Dive Brief:
- Fabric, the robotic micro-fulfillment technology company formerly known as Commonsense Robotics, will open at least two new fulfillment centers in Manhattan in 2020, the company's Chief Commercial Officer Steve Hornyak told Supply Chain Dive at the National Retail Federation's Big Show in New York City on Sunday. Both facilities will serve multiple, yet-undisclosed, non-grocery clients.
- The first micro-fulfillment center will be located in Brooklyn, New York and open in the first quarter of 2020. The second will be in Long Island City in Queens, New York and will launch in Q2 2020. The company has 14 total U.S. sites in development.
- Tight same-day delivery windows from the facilities — likely just a few hours — will be enabled by gig-economy delivery partnerships the firm is also not yet ready to disclose.
Dive Insight:
The move to enter the New York City market for non-grocery clients means Fabric’s service will allow retailers and brands to compete directly with Amazon Prime Now and Target's same-day service when it comes to speed, Hornyak said.
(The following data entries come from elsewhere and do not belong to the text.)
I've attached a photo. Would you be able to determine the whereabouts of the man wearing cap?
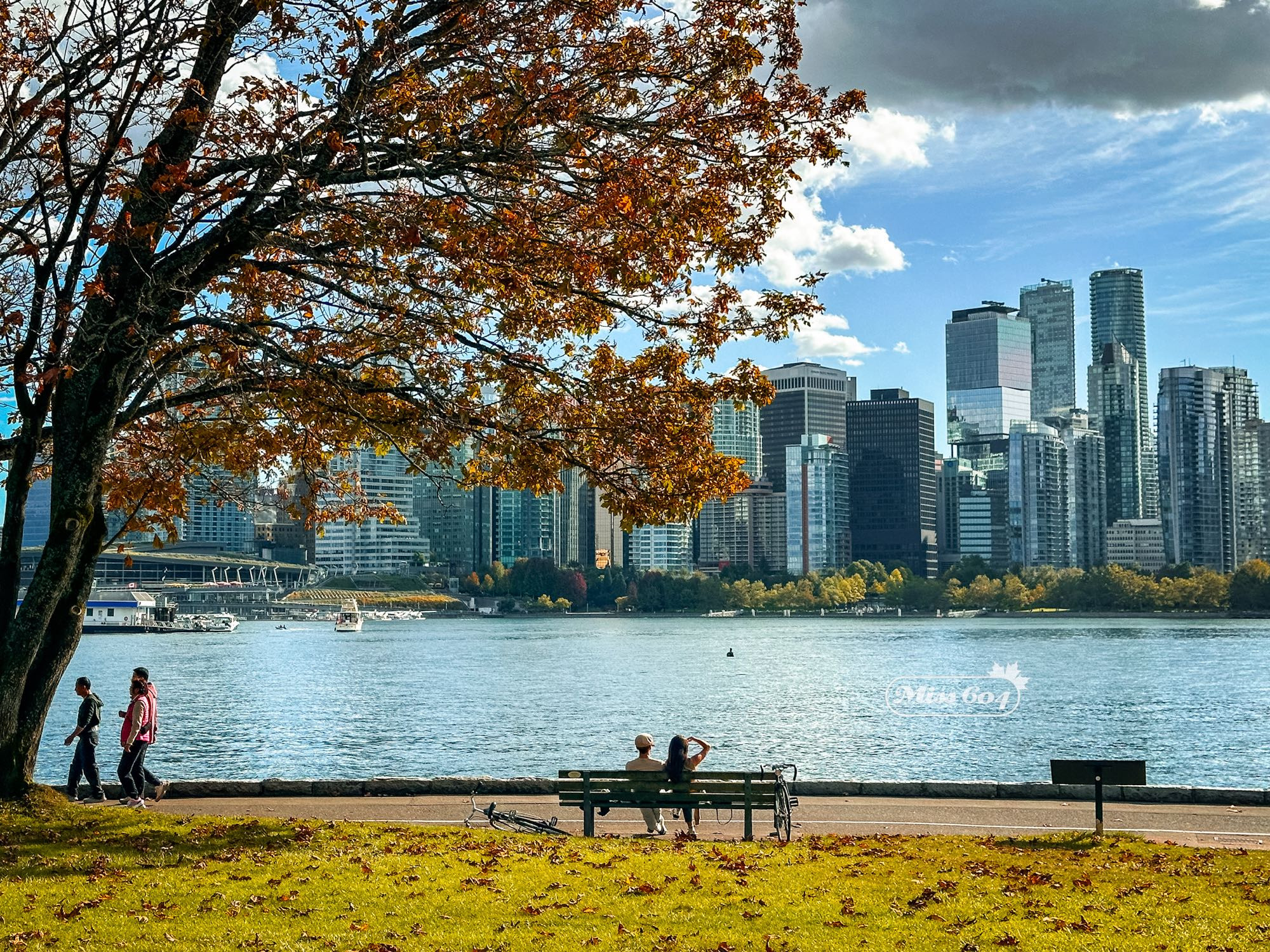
[626,734,665,836]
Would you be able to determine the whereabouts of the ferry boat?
[177,612,239,631]
[335,598,362,631]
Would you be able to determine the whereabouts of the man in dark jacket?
[64,678,105,803]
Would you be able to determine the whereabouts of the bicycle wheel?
[773,783,794,843]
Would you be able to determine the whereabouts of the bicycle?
[758,764,798,843]
[464,793,570,836]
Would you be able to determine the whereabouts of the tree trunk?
[0,348,127,800]
[0,505,105,800]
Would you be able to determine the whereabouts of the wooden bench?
[559,770,776,839]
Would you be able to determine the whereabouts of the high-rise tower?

Warehousing inventory within the five boroughs will facilitate 2-hour and even 1-hour delivery, he explained.
Fabric came to the U.S. from Israel fairly recently, moving its headquarters from Tel Aviv to New York in September shortly before announcing an additional $100 million in funding.
Beyond space efficiency, the labor efficiency and flexibility of robotic-enabled fulfillment makes urban locations cost-effective, Hornyak said.
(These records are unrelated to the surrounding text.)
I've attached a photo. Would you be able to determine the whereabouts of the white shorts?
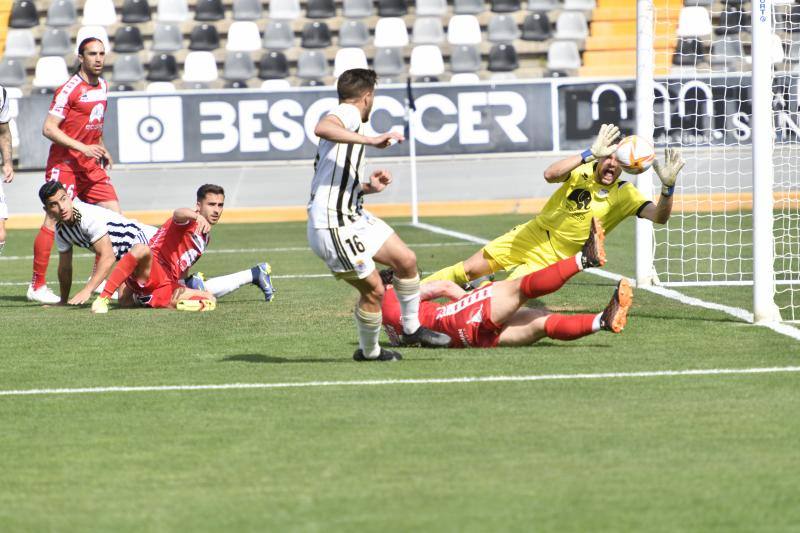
[308,212,394,279]
[0,181,8,220]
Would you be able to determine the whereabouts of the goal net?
[640,0,800,321]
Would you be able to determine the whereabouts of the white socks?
[204,268,253,298]
[355,306,383,359]
[392,274,420,333]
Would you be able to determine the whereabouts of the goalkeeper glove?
[653,148,686,197]
[581,124,619,163]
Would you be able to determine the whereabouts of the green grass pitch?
[0,216,800,532]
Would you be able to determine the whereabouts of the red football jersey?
[150,217,211,281]
[47,74,108,170]
[381,284,503,348]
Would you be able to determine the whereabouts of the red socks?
[100,254,139,298]
[544,313,597,341]
[31,226,56,290]
[520,257,580,298]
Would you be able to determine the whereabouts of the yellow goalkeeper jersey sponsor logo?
[534,163,648,250]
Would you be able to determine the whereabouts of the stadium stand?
[0,0,784,93]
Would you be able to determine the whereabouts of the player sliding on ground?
[423,124,684,285]
[383,219,633,348]
[308,69,450,361]
[92,185,274,313]
[39,181,158,305]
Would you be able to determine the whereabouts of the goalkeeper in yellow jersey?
[423,124,684,285]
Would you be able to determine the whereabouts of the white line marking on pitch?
[416,223,800,340]
[0,366,800,396]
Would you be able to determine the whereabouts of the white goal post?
[636,0,800,322]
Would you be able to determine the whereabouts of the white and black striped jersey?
[308,104,369,228]
[56,200,158,260]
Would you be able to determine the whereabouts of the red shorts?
[44,163,118,204]
[127,257,181,308]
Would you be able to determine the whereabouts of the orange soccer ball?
[617,135,656,174]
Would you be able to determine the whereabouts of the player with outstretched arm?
[423,124,684,285]
[308,69,450,361]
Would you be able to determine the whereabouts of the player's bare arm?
[314,115,405,148]
[42,114,108,160]
[58,248,72,305]
[0,122,14,183]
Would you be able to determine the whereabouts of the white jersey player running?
[308,69,450,361]
[39,181,158,305]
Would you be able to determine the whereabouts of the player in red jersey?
[382,219,633,348]
[92,184,274,314]
[28,37,120,303]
"It's not that humans can't do this," he said. "Humans can do it. But you've got all these [demand] spikes in e-commerce. Robots are very good at spikes, humans are not."
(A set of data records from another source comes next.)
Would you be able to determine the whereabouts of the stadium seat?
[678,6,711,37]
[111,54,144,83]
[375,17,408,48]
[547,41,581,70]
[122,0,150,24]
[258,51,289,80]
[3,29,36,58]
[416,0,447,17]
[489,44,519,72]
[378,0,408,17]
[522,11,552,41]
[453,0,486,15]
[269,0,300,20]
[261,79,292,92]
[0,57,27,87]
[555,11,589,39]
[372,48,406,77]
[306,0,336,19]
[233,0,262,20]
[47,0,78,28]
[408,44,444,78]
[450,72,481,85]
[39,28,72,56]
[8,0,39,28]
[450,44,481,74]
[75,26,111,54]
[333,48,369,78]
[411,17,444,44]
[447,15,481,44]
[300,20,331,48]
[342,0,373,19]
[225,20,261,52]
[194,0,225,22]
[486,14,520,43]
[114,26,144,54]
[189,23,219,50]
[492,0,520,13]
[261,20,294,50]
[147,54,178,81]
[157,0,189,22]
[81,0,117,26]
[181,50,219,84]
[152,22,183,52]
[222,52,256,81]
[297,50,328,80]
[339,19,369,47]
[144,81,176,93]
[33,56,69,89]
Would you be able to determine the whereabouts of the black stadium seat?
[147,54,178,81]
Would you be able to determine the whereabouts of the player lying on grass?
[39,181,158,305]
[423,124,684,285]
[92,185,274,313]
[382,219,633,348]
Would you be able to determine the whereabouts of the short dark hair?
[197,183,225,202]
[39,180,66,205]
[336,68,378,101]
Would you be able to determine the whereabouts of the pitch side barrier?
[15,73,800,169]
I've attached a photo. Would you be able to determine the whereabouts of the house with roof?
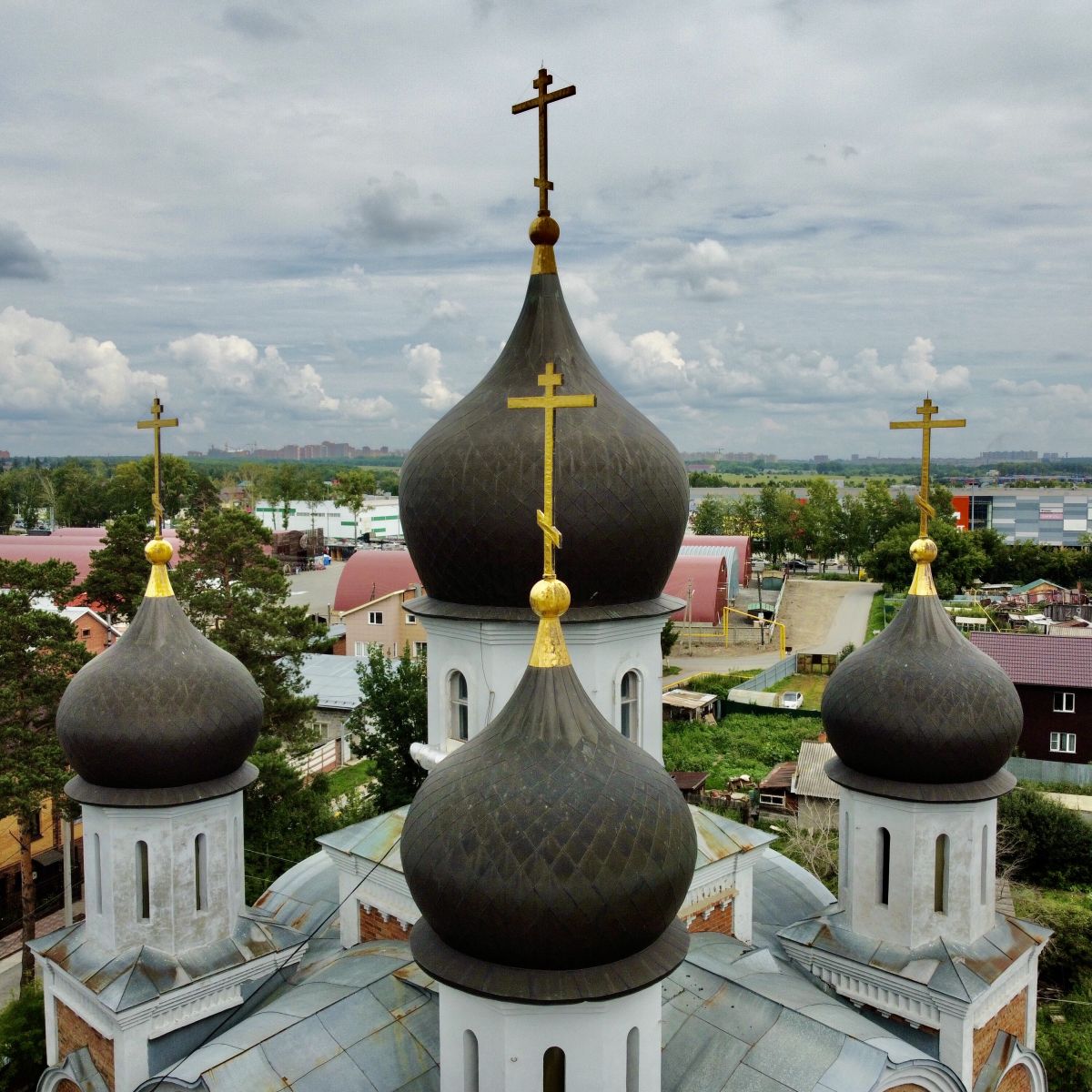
[971,633,1092,763]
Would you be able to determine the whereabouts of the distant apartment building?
[952,486,1092,546]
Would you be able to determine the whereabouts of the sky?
[0,0,1092,458]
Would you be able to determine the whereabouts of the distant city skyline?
[0,0,1092,459]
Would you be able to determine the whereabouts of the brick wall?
[359,906,410,941]
[997,1066,1032,1092]
[687,899,733,937]
[56,1001,114,1092]
[974,989,1027,1078]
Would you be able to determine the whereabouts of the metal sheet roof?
[793,739,842,801]
[971,633,1092,689]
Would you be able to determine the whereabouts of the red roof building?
[971,633,1092,763]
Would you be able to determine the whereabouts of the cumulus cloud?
[0,307,167,420]
[348,171,450,244]
[167,333,394,420]
[0,222,53,280]
[432,299,466,318]
[638,239,741,300]
[402,342,462,413]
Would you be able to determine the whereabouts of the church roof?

The company specializes in working with small urban spaces. From a 6,000-square-foot warehouse, Fabric can house 15,000 SKUs and fulfill 500 to 600 orders per day, according to Hornyak. Its 18,000 square feet basement micro-fulfillment center underneath a Tel Aviv grocery store went live in December in a space with 11-foot high ceilings.
Renderings of the Brooklyn space, for which construction is already underway, show shelves of totes filling almost the entire space. Human staff will fill the plastic totes that shuffle around the automated structure (a process called "decanting"), pick and pack orders.
Deliveries from the New York facilities will require multiple local last-mile logistics partners. Finished orders will leave the micro-fulfillment centers in vans which will then meet up with gig economy delivery workers within walking distance of the final delivery destinations.
Though initial clients are not yet public, Fabric has been able to hand-pick its first U.S. clients due to overwhelming demand, Hornyak said.